In seguito alla lettura dell'articolo di Annalisa Camilli (Internazionale online, 4/4/2025) mi sono trovato a litigare sull'affermazione che per sconfiggere i femminicidi bisogna innanzitutto "cambiare linguaggio".
Fermo restando che la trattazione mediatica dei femminicidi è superficiale e informata da enormi pregiudizi, l'idea di cambiare la società cambiando il linguaggio è una pia speranza.
Si tratta di un mito della sinistra contemporanea ed è fondato sulla sopravvalutazione del linguaggio inteso come luogo privilegiato dell'azione sociale.
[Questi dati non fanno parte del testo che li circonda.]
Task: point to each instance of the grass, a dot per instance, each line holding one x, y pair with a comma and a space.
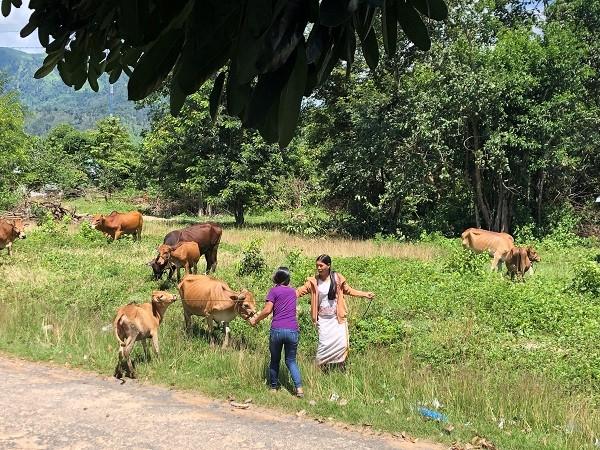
516, 363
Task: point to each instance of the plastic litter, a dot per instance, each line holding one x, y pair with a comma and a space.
432, 415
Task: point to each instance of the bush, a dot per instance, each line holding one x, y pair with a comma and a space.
587, 279
253, 262
464, 261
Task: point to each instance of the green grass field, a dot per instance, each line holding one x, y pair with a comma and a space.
517, 363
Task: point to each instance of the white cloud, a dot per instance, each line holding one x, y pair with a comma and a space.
11, 26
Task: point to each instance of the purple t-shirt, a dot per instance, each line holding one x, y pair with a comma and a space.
284, 307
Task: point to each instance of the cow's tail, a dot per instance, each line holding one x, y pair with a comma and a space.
120, 321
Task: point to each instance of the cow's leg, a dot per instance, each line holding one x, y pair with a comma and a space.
209, 321
155, 342
126, 350
211, 260
145, 345
187, 317
226, 339
495, 262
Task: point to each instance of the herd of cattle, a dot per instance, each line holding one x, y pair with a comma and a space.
203, 295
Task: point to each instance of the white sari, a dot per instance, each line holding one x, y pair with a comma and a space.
333, 336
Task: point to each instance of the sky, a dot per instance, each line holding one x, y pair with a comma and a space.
11, 26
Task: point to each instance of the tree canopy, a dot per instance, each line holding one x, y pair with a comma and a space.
267, 63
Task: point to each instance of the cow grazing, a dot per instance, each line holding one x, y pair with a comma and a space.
202, 295
117, 224
11, 230
206, 235
183, 254
518, 262
135, 322
496, 244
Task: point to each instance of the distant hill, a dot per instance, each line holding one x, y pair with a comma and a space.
50, 102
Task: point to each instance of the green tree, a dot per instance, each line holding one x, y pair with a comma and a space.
13, 157
190, 158
115, 160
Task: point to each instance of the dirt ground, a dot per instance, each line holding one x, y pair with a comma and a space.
45, 406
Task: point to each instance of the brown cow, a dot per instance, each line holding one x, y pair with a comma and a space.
206, 235
116, 224
202, 295
11, 230
496, 244
517, 262
137, 323
184, 254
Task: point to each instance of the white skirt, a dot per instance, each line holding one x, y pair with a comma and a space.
333, 341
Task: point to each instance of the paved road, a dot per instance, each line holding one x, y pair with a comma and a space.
44, 406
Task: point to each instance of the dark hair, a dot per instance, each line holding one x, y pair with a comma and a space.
282, 276
333, 286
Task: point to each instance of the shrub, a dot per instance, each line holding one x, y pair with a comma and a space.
464, 261
253, 262
587, 278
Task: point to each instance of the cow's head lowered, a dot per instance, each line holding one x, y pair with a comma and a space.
245, 304
533, 255
97, 221
18, 228
159, 264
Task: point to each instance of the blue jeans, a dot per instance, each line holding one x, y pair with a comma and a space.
287, 339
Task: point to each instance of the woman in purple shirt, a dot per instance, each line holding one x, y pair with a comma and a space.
281, 301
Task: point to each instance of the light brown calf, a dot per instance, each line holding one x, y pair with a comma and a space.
117, 224
202, 295
183, 254
11, 230
496, 244
135, 322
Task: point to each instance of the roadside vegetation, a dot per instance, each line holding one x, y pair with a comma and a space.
516, 363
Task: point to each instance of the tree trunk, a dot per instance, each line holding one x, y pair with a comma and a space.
477, 175
238, 213
540, 197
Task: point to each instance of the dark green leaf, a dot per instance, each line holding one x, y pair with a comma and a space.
390, 27
177, 99
154, 65
291, 97
434, 9
215, 95
371, 50
6, 5
413, 26
114, 75
333, 13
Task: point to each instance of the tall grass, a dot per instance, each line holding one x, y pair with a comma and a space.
506, 361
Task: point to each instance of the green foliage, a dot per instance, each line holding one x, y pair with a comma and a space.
258, 41
252, 262
587, 279
464, 261
115, 160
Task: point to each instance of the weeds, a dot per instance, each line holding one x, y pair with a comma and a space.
518, 364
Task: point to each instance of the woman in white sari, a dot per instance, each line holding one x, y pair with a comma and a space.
329, 311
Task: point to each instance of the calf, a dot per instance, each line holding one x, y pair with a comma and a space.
117, 224
184, 254
206, 235
11, 230
137, 323
496, 244
202, 295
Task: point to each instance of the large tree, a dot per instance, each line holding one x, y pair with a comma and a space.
267, 61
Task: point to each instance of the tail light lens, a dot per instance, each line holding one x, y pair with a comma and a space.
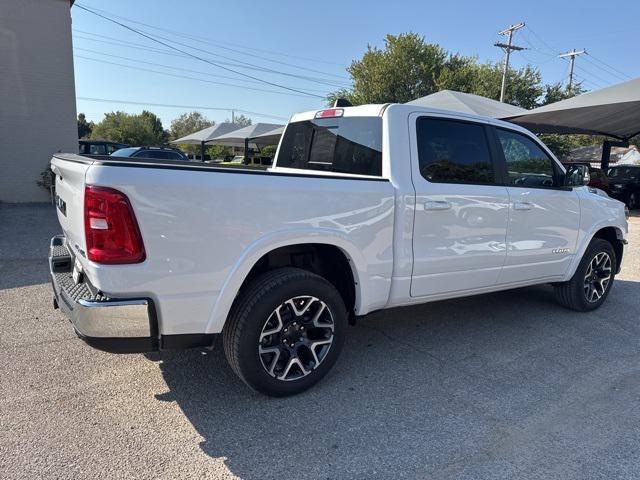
110, 227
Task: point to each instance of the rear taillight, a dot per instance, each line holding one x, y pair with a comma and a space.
330, 113
110, 227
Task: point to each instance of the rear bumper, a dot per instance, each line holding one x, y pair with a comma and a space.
114, 325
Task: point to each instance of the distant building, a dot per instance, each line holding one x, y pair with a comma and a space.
593, 154
37, 93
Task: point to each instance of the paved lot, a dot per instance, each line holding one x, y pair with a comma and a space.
507, 385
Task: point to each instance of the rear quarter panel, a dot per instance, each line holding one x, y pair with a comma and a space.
204, 230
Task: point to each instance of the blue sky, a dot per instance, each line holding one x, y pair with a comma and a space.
316, 41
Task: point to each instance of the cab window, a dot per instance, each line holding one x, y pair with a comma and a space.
528, 165
451, 151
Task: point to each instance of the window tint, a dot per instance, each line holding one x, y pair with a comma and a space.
527, 164
629, 172
159, 154
453, 152
97, 150
111, 149
124, 152
174, 156
346, 145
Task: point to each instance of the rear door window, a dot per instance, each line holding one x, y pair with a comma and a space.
346, 145
528, 165
452, 151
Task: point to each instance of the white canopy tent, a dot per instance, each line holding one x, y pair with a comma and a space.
205, 135
613, 111
468, 103
272, 137
247, 136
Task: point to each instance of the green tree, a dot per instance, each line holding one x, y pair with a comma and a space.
556, 92
186, 124
408, 68
84, 127
133, 129
241, 120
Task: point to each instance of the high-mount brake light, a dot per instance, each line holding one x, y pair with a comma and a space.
330, 113
110, 227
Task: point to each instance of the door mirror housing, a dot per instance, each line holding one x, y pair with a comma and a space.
577, 176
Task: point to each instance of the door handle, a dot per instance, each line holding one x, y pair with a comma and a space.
437, 205
522, 206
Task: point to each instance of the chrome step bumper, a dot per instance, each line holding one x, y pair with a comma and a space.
114, 325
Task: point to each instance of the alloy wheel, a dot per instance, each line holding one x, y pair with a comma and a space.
597, 277
296, 338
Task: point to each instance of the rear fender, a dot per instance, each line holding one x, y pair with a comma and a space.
365, 283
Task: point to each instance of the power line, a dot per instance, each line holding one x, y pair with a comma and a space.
186, 77
212, 42
205, 40
191, 107
273, 84
614, 72
572, 58
584, 70
508, 48
243, 65
181, 69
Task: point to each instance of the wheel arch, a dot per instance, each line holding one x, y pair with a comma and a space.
287, 249
612, 233
614, 236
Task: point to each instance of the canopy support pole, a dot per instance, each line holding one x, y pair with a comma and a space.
606, 151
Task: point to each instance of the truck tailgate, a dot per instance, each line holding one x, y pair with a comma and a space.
70, 172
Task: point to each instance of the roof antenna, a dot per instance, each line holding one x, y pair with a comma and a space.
342, 102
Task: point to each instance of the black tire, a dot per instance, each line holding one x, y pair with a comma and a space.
251, 313
573, 294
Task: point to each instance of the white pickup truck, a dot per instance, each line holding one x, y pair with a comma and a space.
365, 208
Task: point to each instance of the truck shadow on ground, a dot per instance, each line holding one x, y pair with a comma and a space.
479, 387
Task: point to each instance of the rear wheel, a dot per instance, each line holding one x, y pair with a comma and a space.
285, 331
590, 285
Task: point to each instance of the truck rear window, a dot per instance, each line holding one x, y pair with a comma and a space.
345, 145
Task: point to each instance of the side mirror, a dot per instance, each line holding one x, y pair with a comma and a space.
577, 176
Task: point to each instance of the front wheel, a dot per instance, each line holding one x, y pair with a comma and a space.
285, 331
590, 285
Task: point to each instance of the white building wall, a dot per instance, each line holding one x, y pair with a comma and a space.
37, 93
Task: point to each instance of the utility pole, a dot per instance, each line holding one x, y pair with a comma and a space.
572, 56
508, 48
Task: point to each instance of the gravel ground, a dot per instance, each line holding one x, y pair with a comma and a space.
507, 385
Nessun dato empirico, scientifico o storico giustifica l'ipotesi di poter cambiare la società attraverso il linguaggio (i cambiamenti linguistici sono avvenuti dopo le rivoluzioni, non prima).
Se anche fosse giusta l'ipotesi "Sapir-Whorf" ("chi parla male pensa male", nel compendio di Nanni Moretti), da tempo screditata nonostante qualche tentativo di recupero accademico, resterebbe comunque da dimostrare: 1) che si possa volontaristicamente cambiare il linguaggio di una parte rilevante della società (l'élite intellettuale); 2) che una volta cambiato il linguaggio di una parte della società cambierebbe anche il modo di pensare della (maggior parte della) società; 3) che questo avrebbe l'effetto concreto di ridurre la violenza femminicida.
Sarebbe certo auspicabile ma temo che si tratti di pura utopia.